Un scandale fragilise la Banque centrale du Japon !
Le gouverneur du Japon a réalisé une plus-value colossale sur un fonds géré par Murakami, spéculateur aujourd'hui sous les verrous. Responsable de la politique de taux zéro, il a perdu la confiance de l'opinion.
Le gouverneur de la Banque du Japon devra-t-il abandonner son poste au moment où sa politique est créditée pour avoir terrassé la déflation ? L'irréprochable Toshihiko Fukui se retrouve au coeur d'une controverse pour avoir investi, en 1999, 10 millions de yens (68.740 euros) dans le fonds créé par le spéculateur Yoshiaki Murakami, aujourd'hui inculpé de délit d'initié. Toshihiko Fukui a réalisé ce placement au moment où il travaillait pour l'institut Fujitsu, dans le secteur privé ; mais il ne s'en est pas défait après sa nomination à la tête de la banque centrale japonaise, et ses adversaires crient au conflit d'intérêts. Lorsque l'affaire a été révélée, de son propre aveu, il avait réalisé une plus-value de 12 millions de yens. Jusqu'à la semaine dernière, Toshihiko Fukui faisait l'unanimité partout. À la BoJ (Banque du Japon), où il incarnait, après le départ de l'iconoclaste Masaru Hayami en 2003, "la restauration", comme le disent les hauts fonctionnaires qui y travaillent en faisant allusion à sa francophilie.

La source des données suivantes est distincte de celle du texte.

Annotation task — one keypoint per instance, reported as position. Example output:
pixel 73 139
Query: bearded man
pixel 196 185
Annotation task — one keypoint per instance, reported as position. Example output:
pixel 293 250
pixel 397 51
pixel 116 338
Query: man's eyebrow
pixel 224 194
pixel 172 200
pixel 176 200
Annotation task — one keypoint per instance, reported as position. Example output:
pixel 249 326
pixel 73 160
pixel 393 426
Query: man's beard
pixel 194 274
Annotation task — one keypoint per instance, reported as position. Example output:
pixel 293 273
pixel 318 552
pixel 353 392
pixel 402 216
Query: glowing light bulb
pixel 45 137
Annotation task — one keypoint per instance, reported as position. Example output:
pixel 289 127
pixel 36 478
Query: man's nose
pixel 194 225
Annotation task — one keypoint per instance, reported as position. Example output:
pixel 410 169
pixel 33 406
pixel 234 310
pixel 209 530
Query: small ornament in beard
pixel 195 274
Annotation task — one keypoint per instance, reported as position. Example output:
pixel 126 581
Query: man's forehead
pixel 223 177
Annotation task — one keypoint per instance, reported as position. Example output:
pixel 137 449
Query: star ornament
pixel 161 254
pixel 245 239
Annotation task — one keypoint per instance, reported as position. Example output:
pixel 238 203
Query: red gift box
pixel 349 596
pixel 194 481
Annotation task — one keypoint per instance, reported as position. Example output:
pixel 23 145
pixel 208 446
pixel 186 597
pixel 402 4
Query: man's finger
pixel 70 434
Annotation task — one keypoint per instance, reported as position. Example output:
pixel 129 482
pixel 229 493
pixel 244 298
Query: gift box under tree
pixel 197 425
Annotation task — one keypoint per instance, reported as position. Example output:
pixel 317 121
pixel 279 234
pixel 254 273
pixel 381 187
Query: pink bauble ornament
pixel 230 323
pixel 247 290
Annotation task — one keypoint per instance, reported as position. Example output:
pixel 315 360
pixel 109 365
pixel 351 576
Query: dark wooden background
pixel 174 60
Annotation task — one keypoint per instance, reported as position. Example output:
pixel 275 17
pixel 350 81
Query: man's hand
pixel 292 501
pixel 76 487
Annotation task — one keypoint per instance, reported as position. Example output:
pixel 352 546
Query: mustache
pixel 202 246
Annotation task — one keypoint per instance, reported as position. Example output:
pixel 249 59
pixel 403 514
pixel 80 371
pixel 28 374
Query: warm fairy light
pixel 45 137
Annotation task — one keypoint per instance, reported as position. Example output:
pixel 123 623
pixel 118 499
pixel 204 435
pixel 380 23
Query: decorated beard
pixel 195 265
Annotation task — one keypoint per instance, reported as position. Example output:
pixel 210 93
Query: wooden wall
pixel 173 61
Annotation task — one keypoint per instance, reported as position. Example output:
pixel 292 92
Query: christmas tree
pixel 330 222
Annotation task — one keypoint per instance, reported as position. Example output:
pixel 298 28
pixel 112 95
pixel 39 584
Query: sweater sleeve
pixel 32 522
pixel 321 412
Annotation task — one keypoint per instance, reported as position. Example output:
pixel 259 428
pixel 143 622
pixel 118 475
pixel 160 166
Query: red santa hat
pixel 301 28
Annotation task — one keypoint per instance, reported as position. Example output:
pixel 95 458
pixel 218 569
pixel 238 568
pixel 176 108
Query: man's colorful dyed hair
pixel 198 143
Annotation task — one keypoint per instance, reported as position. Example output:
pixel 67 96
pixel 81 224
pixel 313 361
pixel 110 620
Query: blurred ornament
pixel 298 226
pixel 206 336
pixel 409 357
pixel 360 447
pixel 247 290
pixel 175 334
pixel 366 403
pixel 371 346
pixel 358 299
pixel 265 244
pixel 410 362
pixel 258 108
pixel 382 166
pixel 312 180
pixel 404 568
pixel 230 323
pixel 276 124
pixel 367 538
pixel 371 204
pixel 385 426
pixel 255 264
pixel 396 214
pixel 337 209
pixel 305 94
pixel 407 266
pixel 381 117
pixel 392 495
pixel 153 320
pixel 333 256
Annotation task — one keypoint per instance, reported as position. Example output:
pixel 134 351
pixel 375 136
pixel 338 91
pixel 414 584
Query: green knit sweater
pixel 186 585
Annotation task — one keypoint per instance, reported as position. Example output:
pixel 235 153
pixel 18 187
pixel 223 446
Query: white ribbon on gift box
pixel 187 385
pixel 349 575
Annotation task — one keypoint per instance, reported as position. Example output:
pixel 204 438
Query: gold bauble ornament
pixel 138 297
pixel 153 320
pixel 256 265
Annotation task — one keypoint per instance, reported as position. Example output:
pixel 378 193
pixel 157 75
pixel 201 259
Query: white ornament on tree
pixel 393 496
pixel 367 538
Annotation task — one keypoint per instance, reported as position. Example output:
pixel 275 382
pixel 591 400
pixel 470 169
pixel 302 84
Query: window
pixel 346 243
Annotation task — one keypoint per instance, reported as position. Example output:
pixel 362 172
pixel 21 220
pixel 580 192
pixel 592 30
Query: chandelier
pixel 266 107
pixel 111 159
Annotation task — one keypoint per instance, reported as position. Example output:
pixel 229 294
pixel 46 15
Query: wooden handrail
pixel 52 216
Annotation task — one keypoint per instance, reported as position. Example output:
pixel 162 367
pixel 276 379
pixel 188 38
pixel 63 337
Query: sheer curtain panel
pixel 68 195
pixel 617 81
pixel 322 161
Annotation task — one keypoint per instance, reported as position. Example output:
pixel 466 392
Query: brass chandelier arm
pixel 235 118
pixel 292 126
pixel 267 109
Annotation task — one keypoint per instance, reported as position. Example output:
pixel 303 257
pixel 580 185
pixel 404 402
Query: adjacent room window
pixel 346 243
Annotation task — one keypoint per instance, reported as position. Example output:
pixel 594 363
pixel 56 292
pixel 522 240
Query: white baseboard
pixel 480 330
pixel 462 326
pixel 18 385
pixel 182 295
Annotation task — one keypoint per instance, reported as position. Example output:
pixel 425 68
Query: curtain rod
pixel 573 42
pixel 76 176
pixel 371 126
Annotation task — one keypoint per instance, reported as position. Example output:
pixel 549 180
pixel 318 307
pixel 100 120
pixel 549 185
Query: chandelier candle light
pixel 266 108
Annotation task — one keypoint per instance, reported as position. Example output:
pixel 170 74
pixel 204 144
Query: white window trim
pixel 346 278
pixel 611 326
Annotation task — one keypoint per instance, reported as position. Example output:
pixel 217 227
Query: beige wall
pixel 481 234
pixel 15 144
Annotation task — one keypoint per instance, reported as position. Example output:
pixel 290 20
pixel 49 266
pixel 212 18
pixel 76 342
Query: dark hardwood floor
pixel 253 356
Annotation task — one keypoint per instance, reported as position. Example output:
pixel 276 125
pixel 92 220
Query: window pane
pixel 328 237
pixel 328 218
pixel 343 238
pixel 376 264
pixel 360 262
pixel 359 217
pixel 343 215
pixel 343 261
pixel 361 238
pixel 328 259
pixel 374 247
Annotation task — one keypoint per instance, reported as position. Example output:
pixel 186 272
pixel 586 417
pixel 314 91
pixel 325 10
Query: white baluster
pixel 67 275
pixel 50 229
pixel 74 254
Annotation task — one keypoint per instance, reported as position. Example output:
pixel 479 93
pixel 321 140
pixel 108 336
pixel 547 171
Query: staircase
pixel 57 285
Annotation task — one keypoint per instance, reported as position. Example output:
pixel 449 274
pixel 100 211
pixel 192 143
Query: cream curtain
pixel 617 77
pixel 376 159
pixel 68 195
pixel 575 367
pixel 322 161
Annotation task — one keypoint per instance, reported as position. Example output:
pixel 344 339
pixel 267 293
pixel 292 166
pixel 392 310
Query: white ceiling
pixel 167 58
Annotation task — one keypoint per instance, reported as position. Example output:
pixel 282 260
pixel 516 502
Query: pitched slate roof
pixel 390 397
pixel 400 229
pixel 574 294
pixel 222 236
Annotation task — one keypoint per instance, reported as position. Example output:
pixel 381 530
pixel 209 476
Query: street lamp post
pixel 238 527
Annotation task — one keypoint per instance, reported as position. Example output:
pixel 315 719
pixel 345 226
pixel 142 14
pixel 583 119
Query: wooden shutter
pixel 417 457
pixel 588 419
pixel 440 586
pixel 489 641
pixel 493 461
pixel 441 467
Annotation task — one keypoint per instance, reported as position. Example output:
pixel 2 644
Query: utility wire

Le gouvernement l'estime aussi, car Fukui a maintenu la politique de taux directeurs très bas de son prédécesseur, permettant aux banques de reconstruire leurs bilans et d'effacer leurs mauvaises créances à moindres frais, ce qui a favorisé la sortie de la déflation. Les marchés aussi l'apprécient, et le syndicat des patrons lui a exprimé sa confiance dès que l'affaire a éclaté. Mais il a perdu le soutien de l'opinion. Les Japonais supportent mal que celui qui est responsable de la politique des taux zéro, qui se traduit par une rémunération nulle de leur épargne, puisse réaliser une plus-value colossale sur un fonds géré par un particulier jeté en prison.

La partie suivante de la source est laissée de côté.